LR-300MLs have flat-top receivers with Picatinny rails, allowing them to be used with multiple types of sighting systems. The trigger, forward assist, magazine release and bolt hold release are identical to those of the AR-15. The barrel has a 1:9 inch (230 mm) twist ratio, is chrome lined, and the muzzle is fitted with a Phantom flash suppressor.

===Firing mode===
The weapon was originally designed with select-fire, offering the option for semi-auto, full auto, and burst fire options. When fired, the LR-300 has a built-in counter-recoil mechanism which helps to off-set muzzle rise, decreasing the recoil in comparison to the inspiration for the rifle, the M16.

===Stock===
Contrary to the original AR-15 rifle design, the LR-300 has the capability to use a fully folding and adjustable skeletal stock. Most AR-15 rifle variants have a thick, cylindrical recoil buffer tube, more properly called the receiver extension, that protrudes approximately 20 cm straight back from the rear of the receiver, and the firearm cannot operate without it. This normally precludes the use of anything but fixed or telescoping stocks. The LR-300 however uses a forward-mounted return spring which removes the need for a receiver extension.

===Gas system===
The LR-300 uses a modified version of the AR-15's standard direct impingement gas operating system dubbed delayed impingement gas system. The gas key is extended beyond its normal length (manufacturer calls it an "operating rod"), extending into the handguard.
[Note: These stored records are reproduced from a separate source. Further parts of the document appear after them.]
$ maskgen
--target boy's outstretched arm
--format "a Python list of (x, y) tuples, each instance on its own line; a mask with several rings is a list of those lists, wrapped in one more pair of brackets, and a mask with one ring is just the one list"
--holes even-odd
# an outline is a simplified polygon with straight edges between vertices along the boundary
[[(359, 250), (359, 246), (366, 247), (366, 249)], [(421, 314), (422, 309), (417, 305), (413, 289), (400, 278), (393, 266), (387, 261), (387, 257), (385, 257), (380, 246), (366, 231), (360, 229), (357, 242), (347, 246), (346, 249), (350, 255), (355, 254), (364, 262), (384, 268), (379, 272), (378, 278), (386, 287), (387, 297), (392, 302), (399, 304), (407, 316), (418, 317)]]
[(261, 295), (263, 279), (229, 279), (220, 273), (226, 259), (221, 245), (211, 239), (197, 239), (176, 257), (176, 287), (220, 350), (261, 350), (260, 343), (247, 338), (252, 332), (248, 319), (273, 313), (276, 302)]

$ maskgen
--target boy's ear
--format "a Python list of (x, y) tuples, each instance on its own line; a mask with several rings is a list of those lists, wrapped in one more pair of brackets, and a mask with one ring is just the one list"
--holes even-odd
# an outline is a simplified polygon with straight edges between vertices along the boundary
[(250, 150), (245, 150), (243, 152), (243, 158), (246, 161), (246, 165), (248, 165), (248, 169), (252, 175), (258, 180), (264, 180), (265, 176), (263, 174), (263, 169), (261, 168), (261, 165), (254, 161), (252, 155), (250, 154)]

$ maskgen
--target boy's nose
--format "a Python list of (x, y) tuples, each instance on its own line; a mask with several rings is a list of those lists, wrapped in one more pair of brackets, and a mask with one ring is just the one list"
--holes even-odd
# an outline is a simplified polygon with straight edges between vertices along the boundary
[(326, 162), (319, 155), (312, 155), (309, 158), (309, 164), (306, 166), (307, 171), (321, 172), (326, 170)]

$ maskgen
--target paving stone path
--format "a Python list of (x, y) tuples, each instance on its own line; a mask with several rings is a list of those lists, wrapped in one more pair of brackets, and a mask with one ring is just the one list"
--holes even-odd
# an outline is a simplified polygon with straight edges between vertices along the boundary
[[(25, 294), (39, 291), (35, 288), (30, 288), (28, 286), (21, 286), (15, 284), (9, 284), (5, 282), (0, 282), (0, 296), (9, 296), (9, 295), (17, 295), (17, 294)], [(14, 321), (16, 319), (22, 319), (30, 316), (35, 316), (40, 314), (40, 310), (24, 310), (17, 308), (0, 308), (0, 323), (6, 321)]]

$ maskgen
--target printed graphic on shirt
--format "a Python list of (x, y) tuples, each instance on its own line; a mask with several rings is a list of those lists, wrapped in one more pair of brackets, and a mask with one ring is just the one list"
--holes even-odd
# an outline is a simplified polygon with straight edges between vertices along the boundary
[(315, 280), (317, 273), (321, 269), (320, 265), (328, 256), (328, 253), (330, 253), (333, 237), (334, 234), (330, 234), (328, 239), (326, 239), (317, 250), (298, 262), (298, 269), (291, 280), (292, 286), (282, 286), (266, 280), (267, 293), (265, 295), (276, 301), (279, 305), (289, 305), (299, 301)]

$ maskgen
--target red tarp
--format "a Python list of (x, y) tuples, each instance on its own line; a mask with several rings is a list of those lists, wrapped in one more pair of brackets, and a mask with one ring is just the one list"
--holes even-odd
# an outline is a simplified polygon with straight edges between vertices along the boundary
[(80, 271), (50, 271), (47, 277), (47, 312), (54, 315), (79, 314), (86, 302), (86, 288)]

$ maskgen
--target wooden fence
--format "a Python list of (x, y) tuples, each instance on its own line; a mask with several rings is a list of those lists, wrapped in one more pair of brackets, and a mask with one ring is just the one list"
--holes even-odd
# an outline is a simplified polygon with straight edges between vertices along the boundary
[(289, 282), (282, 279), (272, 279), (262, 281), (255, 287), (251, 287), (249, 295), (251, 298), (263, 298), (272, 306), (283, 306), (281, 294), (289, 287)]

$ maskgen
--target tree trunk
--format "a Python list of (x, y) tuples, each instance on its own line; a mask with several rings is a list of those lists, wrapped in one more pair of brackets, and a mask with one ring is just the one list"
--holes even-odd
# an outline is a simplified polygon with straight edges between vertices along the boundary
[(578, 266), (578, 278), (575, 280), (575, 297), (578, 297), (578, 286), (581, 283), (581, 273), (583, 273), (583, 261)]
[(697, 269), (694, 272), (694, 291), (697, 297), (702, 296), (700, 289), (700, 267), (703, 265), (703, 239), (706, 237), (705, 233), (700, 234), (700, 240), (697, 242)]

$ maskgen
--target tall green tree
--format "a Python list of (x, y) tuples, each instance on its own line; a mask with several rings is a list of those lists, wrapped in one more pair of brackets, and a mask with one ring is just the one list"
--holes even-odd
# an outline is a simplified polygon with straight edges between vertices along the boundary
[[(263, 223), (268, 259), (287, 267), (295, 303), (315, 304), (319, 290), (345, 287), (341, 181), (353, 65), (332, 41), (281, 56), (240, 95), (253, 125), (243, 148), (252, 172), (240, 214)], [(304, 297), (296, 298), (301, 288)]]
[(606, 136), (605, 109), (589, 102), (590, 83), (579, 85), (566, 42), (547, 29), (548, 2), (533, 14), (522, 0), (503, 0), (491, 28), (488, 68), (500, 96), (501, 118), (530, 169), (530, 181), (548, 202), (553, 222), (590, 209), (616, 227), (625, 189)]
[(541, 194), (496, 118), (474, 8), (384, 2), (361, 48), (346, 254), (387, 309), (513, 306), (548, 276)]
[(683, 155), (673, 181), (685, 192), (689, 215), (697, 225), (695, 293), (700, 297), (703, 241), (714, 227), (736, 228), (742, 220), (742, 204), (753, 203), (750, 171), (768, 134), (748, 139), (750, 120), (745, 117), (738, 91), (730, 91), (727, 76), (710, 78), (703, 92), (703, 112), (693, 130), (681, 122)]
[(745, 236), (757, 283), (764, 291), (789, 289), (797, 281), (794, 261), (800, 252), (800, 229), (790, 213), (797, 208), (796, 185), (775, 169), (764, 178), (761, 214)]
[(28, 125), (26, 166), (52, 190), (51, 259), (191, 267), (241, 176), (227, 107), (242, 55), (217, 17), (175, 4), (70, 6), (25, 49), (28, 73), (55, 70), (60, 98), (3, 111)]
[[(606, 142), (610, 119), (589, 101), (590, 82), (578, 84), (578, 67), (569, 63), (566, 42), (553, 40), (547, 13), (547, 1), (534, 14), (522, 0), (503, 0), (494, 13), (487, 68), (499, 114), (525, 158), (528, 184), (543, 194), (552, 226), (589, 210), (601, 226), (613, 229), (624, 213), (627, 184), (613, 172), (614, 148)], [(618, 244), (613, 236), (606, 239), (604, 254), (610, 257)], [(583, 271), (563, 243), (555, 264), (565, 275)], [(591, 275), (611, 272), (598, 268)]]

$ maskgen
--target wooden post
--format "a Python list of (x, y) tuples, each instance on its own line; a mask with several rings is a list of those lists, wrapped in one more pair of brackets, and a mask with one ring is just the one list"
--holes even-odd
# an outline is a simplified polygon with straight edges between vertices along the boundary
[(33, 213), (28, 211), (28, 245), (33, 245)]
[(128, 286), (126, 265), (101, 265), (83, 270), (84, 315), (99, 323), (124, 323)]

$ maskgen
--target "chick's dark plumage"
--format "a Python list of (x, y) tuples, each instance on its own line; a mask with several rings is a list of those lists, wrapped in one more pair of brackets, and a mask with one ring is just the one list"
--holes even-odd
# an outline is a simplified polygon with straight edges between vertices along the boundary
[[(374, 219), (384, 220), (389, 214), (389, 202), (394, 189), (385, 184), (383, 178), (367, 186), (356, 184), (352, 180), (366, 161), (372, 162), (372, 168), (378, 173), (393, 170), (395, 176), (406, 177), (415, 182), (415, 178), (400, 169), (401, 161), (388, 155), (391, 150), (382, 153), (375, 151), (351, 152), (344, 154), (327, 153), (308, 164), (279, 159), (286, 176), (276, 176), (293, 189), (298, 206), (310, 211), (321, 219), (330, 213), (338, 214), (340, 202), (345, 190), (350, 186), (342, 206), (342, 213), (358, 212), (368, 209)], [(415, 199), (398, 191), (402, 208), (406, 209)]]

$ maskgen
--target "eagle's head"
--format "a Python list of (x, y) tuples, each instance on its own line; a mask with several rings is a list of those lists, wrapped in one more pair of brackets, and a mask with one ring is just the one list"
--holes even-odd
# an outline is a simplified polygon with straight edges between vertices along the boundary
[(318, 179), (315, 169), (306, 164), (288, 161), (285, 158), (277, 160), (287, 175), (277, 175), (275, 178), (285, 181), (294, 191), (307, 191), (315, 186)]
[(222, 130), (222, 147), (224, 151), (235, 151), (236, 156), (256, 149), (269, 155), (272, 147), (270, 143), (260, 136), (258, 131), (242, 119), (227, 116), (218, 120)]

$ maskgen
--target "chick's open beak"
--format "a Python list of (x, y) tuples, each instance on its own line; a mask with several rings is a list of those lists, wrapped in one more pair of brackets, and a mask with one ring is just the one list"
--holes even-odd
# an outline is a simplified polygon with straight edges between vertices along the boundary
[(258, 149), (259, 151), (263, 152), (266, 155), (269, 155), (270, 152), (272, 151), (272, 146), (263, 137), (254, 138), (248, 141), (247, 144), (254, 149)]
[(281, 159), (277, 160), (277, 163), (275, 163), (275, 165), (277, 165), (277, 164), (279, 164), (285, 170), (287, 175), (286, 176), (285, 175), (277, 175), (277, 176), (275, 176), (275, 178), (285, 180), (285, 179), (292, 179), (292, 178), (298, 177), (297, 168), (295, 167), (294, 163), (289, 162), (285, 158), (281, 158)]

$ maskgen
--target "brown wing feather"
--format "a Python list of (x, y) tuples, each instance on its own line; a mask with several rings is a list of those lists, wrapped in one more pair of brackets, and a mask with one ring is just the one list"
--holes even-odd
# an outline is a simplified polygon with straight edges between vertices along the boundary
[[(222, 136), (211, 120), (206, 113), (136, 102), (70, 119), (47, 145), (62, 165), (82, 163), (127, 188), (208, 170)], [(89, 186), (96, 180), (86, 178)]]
The gas key contains the return spring which is fixed between the front of the receiver and the collar at the front of the gas key. The gas port is under the back side of the gas block, gasses go up then forward to the front side of the gas block then up and back to the gas tube. The gas tube is about half of the length of a standard AR-15 tube. The gas tube is always inside of the gas key (minimal overlap is about 1 inch). This leaves the area near the bolt much cleaner. Almost all gasses exit the gun through the holes on the right side of the bolt carrier, and minimal leaks from the gas key to the handguard area do not hinder the gun's function.

===Upper===
To accommodate the unique forward buffer and gas impingement system, the proprietary upper is taller and thicker than a standard AR upper. The handguard rail has a removable top cover to access the recoil spring system for disassembly. The charging handle is proprietary and has a beefier design to fit the op-rod.

==Models==
- LR-300 ML-A: Military/law enforcement model (selective fire version). Has an 11.53 in barrel, aluminium forend, and fires single shots or bursts.
- LR-300 ML-N: Military/law enforcement model (selective fire version). Has an 11.53 in barrel, Nylatron forend with attachable Picatinny rails, and fires single shots or bursts.
- LR-300 SR-A: Sport rifle model (semi-auto fire version). Has a 16.49 in barrel, aluminum forend, and fires single shots.
- LR-300 SR-N: Sport rifle model (semi-auto fire version). Has a 16.49 in barrel, Nylatron forend with attachable Picatinny rails, and fires single shots.
- LR-300 AXL: Aluminium quad handguard.
- LR-300 AXLT: Aluminium partial handguard.
- LR-300 NXL: Nylatron handguard.
- TTR-XA: Handguard with full length aluminium quad rail.
- TTR-XAS: Aluminium handguard partially fitted with picatinny rails on bottom and sides at 90 mm (3.5 inches) of its length.
- TTR-XASF: Aluminium handguard partially fitted with picatinny rails on bottom and sides, fixed stock.
- TTR-XN: Nylatron handguard.

==In popular culture==
- The rifle can be seen and used by the player in the video game Urban Terror.
- The rifle is seen prominently and can be used by the player in the video game S.T.A.L.K.E.R.: Shadow of Chernobyl and its sequels.
- The rifle can be seen and used by the player in the video game Rust.
- In video game Payday 2, a rifle named CAR-4 can be equipped with attachments that make it heavily resemble the LR-300.